Living in Hong Kong I have managed to acquire some Cantonese. Ten years of hard labour brought me to a level where I discovered that the intense conversation around me was concerned with the price of fish. Nobody was discussing the analects of Confucius. Nobody was delving into the working methods of Wong Kar Wai, and if they were, they were doing it in English.

About the only thing one did want to hear about, the dirty stuff about celebrities posting their sexual shenanigans on the Internet, were not the sort of thing anyone cared to talk about in faltering conversation with a gweilo.  So another ten years of waiting for general usage to sink in through practice, as promised by the teachers of language courses, has resulted mostly in my forgetting everything despite being completely immersed in it.

Jimmy Lai, a man not averse to showing dirty linen on the front pages of his newspapers, declared that gweilo’s don’t want to read about that stuff because they aren’t interested in anything about Hong Kong. He’s wrong. Completely and utterly wrong and totally correct all at the same time but not for reasons he would even think of. 

This is the stuff we do want to know. In fact it is the only stuff we really want to know in Hong Kong, because that's what makes you feel at home. It’s the gossip of the village. We talk about each other and how everyone is an arsehole - except for me and you and I’m not so sure about you.  But gossip is untranslatable. No matter how much Cantonese we know, we wont get it, because it is couched in the private and mostly meaningless code this sort of stuff is couched in, in all societies. Ooh, you what? Never? Did he? Give it one with bells on. And nobody ever teaches this stuff and the reason why is because it’s impossible to learn and if it isn’t, I want to know what I was paying all that money for in lessons? 

DON’T SPEAK A THE GLOBISH!

When there are attempts to bring the Cantonese world into the Hong Kong Gweilo world, it always evokes bewilderment. Trying to explain what compensated-dating a pseudo-model means makes it as dull as the whole process of learning a foreign language.  The salacious and scandalous becomes a moment where all one can utter in response is, “Y’what?” And be greeted with puzzled stares. If one is a Cantonese dabbler, one tries to get out of it with a plea for explication: kindly explain to me what is so “pseudo” about a girl who poses for photographs in a professional capacity, thus in English acquiring the descriptive name of model, as in Photographic Model, or Bikini Model, or Artists Model, especially if she’s naked?

You end up sounding like you’ve the sense of humour of a German. “Y’what?” is the only response to that, except in Cantonese nobody says that. They say something like, “Hahaha,” meaning “how embarrassing to have you show how stupid you are.” And as for compensated dating, which as most Englishmen know, is the norm because all dates cost money and you spend it in the hope off a little late night sympathy, one is never going to get to the bottom of it. 

The solution then is to create Mangalese. Just as English has become Globish.
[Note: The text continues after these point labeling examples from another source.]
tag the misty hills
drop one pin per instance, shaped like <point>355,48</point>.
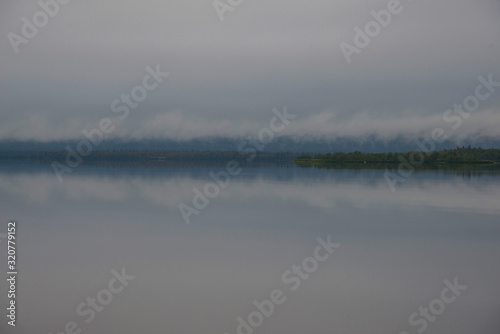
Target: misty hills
<point>280,144</point>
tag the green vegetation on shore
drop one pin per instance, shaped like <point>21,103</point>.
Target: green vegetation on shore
<point>460,155</point>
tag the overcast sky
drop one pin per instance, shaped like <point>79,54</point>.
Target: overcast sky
<point>227,76</point>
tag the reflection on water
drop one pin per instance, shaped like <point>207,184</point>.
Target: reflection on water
<point>397,248</point>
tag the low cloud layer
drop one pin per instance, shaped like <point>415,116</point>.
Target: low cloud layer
<point>226,77</point>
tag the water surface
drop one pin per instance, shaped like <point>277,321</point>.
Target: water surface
<point>396,249</point>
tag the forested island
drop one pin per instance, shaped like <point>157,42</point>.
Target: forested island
<point>459,155</point>
<point>357,159</point>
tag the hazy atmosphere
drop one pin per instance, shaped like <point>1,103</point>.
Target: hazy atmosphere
<point>226,76</point>
<point>249,167</point>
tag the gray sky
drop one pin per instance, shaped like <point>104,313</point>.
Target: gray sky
<point>227,76</point>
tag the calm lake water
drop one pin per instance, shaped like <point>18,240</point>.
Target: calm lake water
<point>396,249</point>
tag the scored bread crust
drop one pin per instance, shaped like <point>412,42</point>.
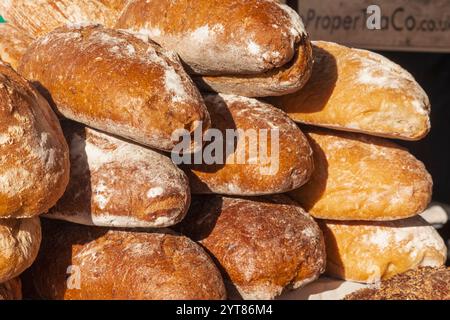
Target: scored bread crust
<point>110,264</point>
<point>116,82</point>
<point>116,183</point>
<point>372,251</point>
<point>360,177</point>
<point>19,245</point>
<point>288,168</point>
<point>34,157</point>
<point>361,91</point>
<point>263,244</point>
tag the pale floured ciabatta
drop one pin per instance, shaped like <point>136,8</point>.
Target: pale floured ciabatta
<point>270,154</point>
<point>19,242</point>
<point>34,157</point>
<point>357,90</point>
<point>372,251</point>
<point>250,48</point>
<point>116,82</point>
<point>264,244</point>
<point>359,177</point>
<point>39,17</point>
<point>115,183</point>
Cantonese has to develop a mangled form that Hong Kong native speakers can learn in schools so that they understand people like me!

MANGELESE

Those who are born between cultures might genuinely get to understand this stuff better than the rest of us. But it is up to them to popularise the language. We all have too much to do to waste energy on trying to get beyond a few ‘ow’d’you doos.  It is far better to spend the time learning something useful like plumbing, a skill not practiced in Hong Kong largely because so much energy is spent on extra English tuition trying to iron out the quirks of Chinglish.
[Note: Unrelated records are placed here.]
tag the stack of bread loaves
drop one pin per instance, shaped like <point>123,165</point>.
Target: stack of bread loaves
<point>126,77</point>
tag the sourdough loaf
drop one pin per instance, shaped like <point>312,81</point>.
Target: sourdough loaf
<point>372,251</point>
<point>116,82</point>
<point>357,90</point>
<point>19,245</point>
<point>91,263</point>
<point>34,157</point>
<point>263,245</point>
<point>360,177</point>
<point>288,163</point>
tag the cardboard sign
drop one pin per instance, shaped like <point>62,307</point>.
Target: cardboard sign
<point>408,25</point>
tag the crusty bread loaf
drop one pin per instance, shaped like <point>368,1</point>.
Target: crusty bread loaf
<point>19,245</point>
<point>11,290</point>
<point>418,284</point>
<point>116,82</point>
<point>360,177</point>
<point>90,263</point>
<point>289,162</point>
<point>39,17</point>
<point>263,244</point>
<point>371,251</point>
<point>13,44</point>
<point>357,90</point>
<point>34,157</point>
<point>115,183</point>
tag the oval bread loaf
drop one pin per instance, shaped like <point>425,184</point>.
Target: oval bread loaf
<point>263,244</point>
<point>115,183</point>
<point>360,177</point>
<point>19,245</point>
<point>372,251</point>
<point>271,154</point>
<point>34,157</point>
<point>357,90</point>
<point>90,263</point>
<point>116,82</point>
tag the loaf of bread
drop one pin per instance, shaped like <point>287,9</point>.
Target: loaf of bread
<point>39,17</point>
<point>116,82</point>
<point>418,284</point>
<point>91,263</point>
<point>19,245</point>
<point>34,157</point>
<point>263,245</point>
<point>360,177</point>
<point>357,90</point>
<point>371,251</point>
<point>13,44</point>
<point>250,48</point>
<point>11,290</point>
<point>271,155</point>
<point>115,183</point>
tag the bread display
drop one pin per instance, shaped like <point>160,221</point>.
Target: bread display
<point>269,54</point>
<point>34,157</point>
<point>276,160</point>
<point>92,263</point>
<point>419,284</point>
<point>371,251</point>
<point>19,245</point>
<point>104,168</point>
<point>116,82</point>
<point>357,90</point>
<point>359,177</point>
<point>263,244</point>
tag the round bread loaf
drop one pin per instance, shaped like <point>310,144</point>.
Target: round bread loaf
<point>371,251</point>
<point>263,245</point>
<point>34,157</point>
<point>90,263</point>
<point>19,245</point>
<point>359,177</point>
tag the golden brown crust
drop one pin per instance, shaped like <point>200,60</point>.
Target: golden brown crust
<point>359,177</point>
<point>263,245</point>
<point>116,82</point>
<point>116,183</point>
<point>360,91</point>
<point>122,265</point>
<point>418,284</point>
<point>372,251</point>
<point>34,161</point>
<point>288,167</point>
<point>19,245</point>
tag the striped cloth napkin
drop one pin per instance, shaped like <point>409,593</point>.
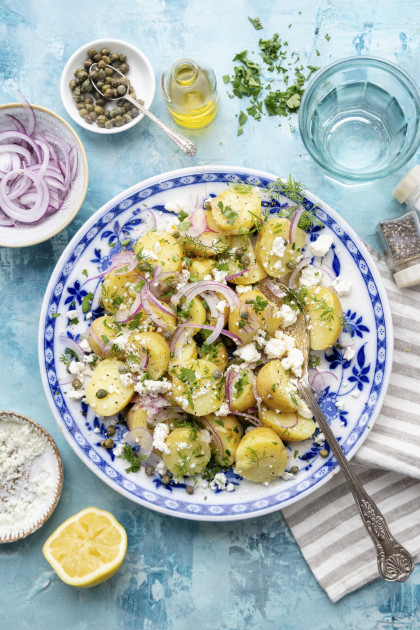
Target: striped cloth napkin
<point>327,525</point>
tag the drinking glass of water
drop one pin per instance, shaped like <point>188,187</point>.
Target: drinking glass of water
<point>360,118</point>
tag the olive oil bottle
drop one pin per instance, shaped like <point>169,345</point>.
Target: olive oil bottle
<point>190,92</point>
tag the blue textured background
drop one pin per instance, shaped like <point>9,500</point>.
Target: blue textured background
<point>180,574</point>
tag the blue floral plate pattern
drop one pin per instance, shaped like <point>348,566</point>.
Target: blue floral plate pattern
<point>351,402</point>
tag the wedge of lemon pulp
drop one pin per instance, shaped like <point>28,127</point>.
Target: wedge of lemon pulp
<point>87,549</point>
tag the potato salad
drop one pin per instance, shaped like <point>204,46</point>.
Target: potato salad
<point>196,351</point>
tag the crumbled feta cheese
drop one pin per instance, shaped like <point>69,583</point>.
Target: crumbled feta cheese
<point>275,348</point>
<point>248,353</point>
<point>174,206</point>
<point>279,246</point>
<point>349,353</point>
<point>160,434</point>
<point>243,288</point>
<point>287,315</point>
<point>223,410</point>
<point>321,246</point>
<point>293,361</point>
<point>153,387</point>
<point>341,286</point>
<point>310,276</point>
<point>220,275</point>
<point>148,254</point>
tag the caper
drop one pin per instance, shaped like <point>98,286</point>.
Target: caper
<point>108,443</point>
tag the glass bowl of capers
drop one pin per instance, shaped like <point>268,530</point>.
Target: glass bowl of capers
<point>96,109</point>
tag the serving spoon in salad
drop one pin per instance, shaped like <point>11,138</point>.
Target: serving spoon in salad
<point>395,563</point>
<point>181,141</point>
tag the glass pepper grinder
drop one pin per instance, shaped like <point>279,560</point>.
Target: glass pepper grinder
<point>190,92</point>
<point>400,237</point>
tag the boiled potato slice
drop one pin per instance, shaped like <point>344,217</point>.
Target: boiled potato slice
<point>229,431</point>
<point>278,228</point>
<point>119,289</point>
<point>207,244</point>
<point>236,209</point>
<point>159,249</point>
<point>195,388</point>
<point>324,310</point>
<point>188,352</point>
<point>261,455</point>
<point>107,377</point>
<point>136,418</point>
<point>275,388</point>
<point>200,267</point>
<point>241,392</point>
<point>243,245</point>
<point>189,452</point>
<point>261,315</point>
<point>103,329</point>
<point>282,424</point>
<point>155,345</point>
<point>216,353</point>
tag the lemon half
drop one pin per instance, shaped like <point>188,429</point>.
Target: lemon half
<point>87,549</point>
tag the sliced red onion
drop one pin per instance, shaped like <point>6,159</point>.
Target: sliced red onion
<point>240,273</point>
<point>124,315</point>
<point>73,346</point>
<point>293,276</point>
<point>142,438</point>
<point>214,433</point>
<point>294,223</point>
<point>191,290</point>
<point>322,380</point>
<point>198,223</point>
<point>227,333</point>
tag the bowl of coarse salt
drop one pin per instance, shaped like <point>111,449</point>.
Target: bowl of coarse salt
<point>31,476</point>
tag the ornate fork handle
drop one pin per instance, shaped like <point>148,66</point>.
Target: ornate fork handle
<point>394,561</point>
<point>181,141</point>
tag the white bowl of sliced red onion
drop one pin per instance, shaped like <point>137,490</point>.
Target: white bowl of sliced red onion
<point>43,174</point>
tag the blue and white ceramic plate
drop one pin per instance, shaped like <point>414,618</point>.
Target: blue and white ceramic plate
<point>351,402</point>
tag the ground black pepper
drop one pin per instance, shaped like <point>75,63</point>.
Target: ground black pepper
<point>402,237</point>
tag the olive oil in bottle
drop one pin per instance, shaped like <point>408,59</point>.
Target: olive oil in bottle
<point>190,92</point>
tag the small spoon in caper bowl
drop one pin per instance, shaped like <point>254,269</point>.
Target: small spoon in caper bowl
<point>123,91</point>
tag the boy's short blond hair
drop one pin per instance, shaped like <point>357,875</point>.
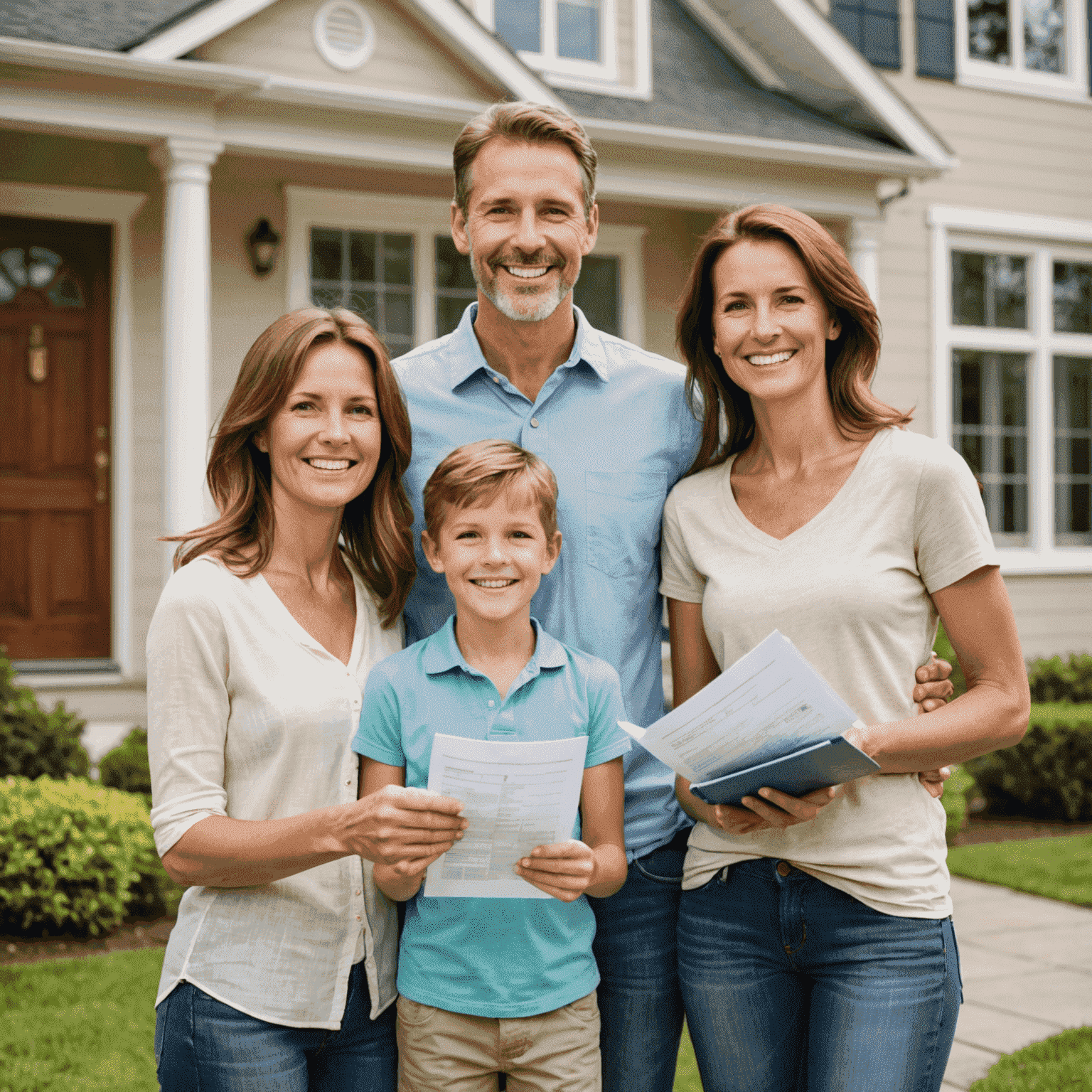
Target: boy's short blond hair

A shower head that squirts clean warm water and not a trickle of scalding brown water, would go a lot further towards increasing communication skills than tri-lingual education systems that succeed in creating more confusion than enlightenment. So why not settle for Chinglish, and augment that with Mangelese so that those of us coming to Cantonese from English, can meet the culture halfway?

What is needed is a great sage to announce that communication is superior to language and that it is not a failure of character if one is a language dunce. It is just the grand plan of natural evolution and interfering with it is to court extinction. So let us work on communication not on language?